When Miles discovers a beautiful green and yellow budgie outside, he brings the bird back to show Mum. To his surprise, he is not only allowed to keep the bird, but she gets an old cage from a friend who lives downstairs. He names the bird Pippin, and that night dreams of flying with him in the sky. Miles is heartbroken when the budgie doesn’t survive the night, and as a family they have a ceremony to bury Pippin in the estate grounds.

Scary Mr Buxton comes to visit, and they discover that Pippin (or Lemon as he is really called) belonged to him. He had been a present from his husband who had since died. Lemon had sung and danced as Mr Buxton played the piano and was a comfort to him when he felt lonely.

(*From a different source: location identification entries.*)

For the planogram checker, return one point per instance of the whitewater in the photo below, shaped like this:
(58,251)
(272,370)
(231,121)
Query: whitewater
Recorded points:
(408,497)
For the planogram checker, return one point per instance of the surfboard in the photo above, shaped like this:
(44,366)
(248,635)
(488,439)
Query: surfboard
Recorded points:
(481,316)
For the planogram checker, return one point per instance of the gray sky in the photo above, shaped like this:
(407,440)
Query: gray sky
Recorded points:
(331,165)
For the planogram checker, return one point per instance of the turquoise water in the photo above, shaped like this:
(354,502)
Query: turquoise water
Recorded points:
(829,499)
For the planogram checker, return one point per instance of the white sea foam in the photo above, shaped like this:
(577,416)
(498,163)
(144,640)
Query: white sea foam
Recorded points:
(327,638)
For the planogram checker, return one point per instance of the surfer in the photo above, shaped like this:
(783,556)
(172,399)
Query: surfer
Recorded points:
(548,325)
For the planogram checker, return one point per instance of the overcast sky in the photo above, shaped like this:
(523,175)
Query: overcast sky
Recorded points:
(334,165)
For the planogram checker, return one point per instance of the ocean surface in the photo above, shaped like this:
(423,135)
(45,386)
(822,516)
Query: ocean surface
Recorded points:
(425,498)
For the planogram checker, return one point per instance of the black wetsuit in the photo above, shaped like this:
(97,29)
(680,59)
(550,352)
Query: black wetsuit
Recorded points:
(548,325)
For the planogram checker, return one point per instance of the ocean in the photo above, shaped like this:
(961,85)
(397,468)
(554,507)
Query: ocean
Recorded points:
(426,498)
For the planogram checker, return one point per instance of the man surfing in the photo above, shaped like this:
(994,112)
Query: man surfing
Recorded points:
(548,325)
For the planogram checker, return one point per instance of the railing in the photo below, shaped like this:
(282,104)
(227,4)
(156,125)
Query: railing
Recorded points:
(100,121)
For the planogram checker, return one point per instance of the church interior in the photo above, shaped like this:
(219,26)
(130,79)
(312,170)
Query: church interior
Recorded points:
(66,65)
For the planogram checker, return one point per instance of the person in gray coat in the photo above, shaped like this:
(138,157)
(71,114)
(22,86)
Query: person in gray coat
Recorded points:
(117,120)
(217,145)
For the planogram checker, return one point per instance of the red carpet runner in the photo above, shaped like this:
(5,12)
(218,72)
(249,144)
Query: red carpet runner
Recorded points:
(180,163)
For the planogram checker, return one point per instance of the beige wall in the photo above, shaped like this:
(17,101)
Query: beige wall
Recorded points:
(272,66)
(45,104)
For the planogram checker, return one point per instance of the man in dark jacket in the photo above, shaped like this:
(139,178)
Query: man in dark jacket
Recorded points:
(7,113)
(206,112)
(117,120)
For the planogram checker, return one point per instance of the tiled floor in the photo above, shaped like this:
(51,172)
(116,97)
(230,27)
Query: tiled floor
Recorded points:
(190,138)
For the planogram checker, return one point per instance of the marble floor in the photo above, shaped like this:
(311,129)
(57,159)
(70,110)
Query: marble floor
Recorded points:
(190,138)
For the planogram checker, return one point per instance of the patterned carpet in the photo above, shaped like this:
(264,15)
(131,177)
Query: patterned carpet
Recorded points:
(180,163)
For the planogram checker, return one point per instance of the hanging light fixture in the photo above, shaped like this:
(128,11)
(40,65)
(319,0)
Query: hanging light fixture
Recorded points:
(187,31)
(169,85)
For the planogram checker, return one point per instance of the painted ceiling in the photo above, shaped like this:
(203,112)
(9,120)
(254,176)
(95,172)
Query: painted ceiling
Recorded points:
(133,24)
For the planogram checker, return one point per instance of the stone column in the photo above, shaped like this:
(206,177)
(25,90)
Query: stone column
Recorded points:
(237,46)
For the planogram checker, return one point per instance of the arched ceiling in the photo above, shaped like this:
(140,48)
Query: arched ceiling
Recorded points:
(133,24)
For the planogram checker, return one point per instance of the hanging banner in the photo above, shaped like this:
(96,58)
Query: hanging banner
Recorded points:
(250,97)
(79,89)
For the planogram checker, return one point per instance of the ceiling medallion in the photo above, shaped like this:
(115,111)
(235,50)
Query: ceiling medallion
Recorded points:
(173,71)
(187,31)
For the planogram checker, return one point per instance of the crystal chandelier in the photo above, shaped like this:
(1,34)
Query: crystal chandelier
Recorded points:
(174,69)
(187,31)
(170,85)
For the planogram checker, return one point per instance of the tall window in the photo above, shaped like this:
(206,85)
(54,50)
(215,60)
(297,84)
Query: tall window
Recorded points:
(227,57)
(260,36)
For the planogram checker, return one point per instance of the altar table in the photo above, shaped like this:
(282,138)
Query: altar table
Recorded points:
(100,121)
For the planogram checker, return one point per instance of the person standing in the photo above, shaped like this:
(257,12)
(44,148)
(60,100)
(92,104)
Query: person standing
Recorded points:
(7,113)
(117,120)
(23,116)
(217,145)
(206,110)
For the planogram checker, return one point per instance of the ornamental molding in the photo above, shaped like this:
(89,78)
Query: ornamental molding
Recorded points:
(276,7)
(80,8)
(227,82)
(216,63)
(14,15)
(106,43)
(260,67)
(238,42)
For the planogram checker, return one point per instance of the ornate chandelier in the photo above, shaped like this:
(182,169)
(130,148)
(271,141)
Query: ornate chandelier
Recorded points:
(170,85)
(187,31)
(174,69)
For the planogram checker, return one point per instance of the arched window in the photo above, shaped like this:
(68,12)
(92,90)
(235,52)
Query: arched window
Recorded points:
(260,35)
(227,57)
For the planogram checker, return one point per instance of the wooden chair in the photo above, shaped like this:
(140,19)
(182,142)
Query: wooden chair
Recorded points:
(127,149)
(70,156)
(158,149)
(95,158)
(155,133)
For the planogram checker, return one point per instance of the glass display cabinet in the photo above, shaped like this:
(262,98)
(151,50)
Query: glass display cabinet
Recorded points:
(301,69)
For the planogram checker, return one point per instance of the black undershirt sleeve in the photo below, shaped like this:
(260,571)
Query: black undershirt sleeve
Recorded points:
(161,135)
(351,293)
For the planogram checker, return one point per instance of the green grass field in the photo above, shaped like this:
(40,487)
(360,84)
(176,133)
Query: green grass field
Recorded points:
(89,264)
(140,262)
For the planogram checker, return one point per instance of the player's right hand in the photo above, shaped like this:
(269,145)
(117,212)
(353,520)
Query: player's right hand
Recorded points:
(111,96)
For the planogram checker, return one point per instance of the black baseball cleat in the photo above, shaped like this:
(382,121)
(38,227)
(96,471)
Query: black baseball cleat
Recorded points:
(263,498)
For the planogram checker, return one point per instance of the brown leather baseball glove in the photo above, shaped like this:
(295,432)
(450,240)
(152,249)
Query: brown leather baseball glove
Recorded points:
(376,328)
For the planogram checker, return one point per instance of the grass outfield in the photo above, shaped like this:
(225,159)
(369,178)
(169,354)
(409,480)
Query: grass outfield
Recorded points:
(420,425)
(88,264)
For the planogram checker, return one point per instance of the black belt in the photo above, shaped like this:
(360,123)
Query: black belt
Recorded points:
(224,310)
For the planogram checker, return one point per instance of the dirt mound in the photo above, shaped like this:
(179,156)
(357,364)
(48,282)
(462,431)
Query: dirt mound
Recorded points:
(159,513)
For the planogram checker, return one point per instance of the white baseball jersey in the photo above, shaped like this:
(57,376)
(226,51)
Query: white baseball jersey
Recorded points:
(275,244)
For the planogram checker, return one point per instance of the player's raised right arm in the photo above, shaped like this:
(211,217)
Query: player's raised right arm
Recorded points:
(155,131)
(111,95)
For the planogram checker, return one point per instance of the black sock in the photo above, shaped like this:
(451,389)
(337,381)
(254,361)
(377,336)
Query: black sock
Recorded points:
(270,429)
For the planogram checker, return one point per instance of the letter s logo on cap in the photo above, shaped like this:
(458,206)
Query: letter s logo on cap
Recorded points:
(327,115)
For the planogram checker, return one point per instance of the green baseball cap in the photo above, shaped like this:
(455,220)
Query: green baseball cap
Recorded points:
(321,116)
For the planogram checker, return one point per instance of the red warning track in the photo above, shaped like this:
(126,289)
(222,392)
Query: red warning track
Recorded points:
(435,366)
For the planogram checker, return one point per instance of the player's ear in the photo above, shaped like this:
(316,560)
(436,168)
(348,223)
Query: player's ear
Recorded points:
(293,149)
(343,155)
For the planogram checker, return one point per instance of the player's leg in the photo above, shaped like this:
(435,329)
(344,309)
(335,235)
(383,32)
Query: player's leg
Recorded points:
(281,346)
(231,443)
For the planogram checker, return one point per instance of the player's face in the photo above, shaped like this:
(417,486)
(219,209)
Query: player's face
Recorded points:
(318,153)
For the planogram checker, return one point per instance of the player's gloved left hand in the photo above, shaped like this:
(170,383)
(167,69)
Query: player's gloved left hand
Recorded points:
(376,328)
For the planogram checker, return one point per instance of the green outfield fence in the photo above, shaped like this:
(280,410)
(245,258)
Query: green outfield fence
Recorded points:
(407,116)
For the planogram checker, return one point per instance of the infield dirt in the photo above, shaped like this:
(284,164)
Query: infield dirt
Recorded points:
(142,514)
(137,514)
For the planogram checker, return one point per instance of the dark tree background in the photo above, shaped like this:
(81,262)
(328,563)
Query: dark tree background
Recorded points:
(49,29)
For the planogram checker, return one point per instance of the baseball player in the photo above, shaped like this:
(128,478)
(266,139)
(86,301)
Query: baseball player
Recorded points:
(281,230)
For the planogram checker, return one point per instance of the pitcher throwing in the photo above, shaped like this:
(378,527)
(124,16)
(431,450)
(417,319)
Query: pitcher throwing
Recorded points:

This is a great story to help children encounter loss, but it also introduces a same sex relationship gently, casually and matter of factly. Mr Buxton mentions his husband of many years whom he met at university. Reading this book would be an interesting launch point for children to explore prejudice towards gay couples historically.

Budgie also makes reference to difference. Chris, Miles’ friend, has money for a mobile phone and goes away on holiday with his family. Meanwhile, Miles dreams of flying away like an eagle, soaring free, but is confined to riding around the estate on his bike. Mum wants to go to university to study, to make a better life for her family. There’s even a ‘Spot the Difference’ at the end of the book between two pictures.

The vibrant illustrations by David Barrow accompany the story really well, bringing the characters, and Pippin, to life. Joseph Coelho has written a thoughtful, gentle story that children will really enjoy.

Mr Buxton says to Miles ‘ Never stop reaching for the sky Miles, but always take care.‘ I think that message is a good one to take away from reading this delightful story.